I recently started using Julia and I came upon the bits function, which returns the bit-string representation of its numeric argument. For example:
julia> bits(1.0)
"0011111111110000000000000000000000000000000000000000000000000000"
However, while playing with this function, I was surprised to discover that bits returns very different bit strings for 1.0 and 2.0:
julia> bits(1.0)
"0011111111110000000000000000000000000000000000000000000000000000"
julia> bits(2.0)
"0100000000000000000000000000000000000000000000000000000000000000"
I would have expected those two values to be similar...
What is the meaning of those bits? I vaguely recall something about bits encoding the exponent (from my numerical-analysis class), but I really do not remember it well and I did not manage to find a good description online...
To understand why the ASCIIString values of bits(1.0) and bits(2.0) are "so different", you need to know a bit (!) about IEEE-754 (binary) floating-point numbers. Each such double-precision number is stored as a 64-bit word, broken down into three parts:
The value of a normalized number (such as 1.0 and 2.0) can be obtained by using the following formula:
(-1)^sign_bit x 1.significand x 2^(biased_exponent - bias)

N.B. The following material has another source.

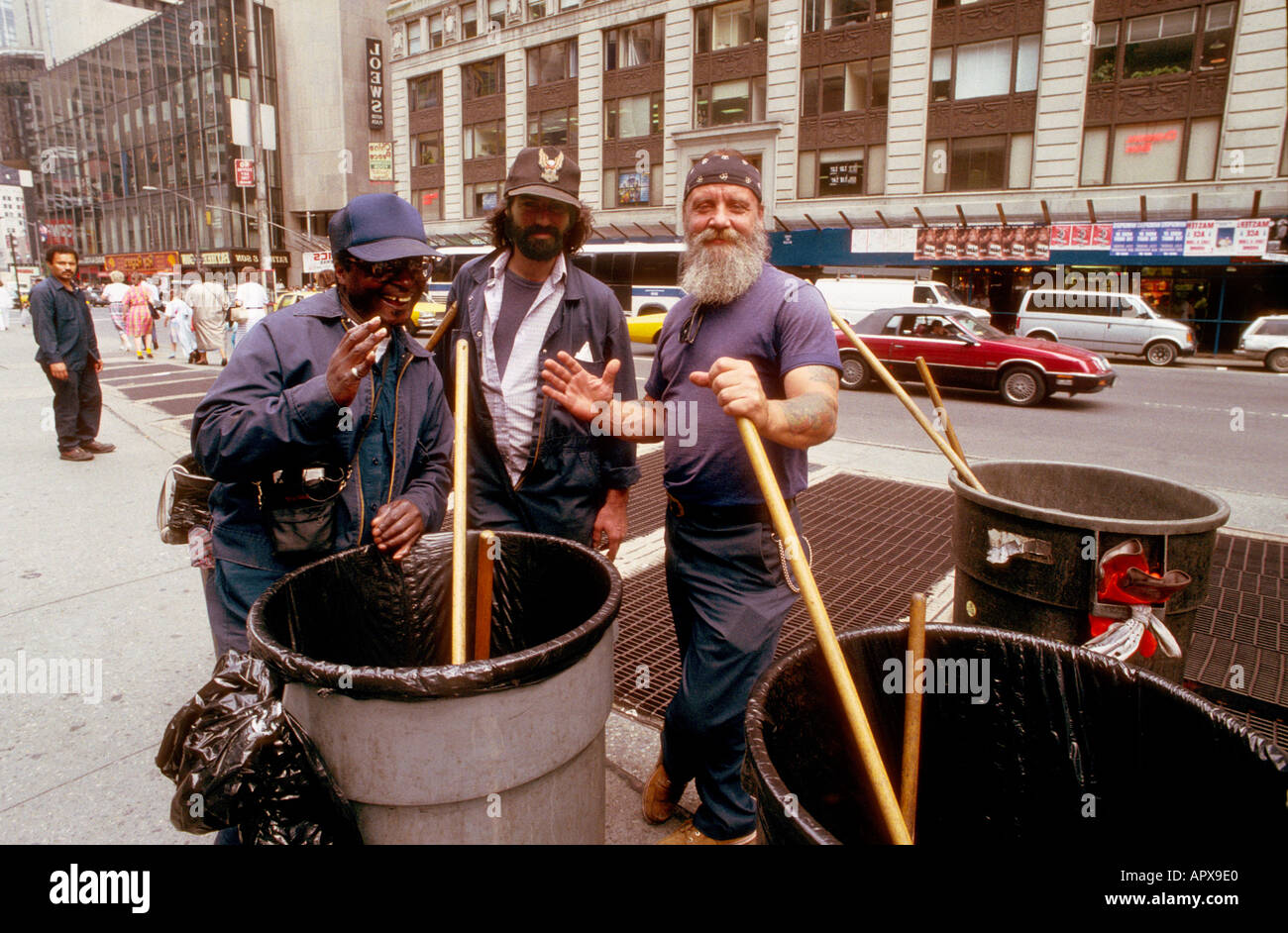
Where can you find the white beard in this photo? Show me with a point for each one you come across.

(For double-precision floating-point numbers, the bias has a value of 2^10 - 1 = 1023)
Now,
1.0 = +1.000... x 2^(1023 - bias)
and 1023 corresponds to (0)1111111111 in base 2, so the corresponding bit string is
0 01111111111 0000000000000000000000000000000000000000000000000000
2.0 = +1.000... x 2^(1024 - bias)
and 1024 corresponds to 10000000000 in base 2, so the corresponding bit string is
0 10000000000 0000000000000000000000000000000000000000000000000000
3.0 = +1.100... x 2^(1024 - bias)
so the corresponding bit string is
0 10000000000 1000000000000000000000000000000000000000000000000000
etc.
In summary, you can obtain the bit string of 2.0 by incrementing the biased-exponent part in the bit string of 1.0, which is a power of 2, minus 1. Incrementing such a number causes all the bits of its binary representation to change, in the same way that incrementing the number 9999 (in decimal representation) causes all the digits to change.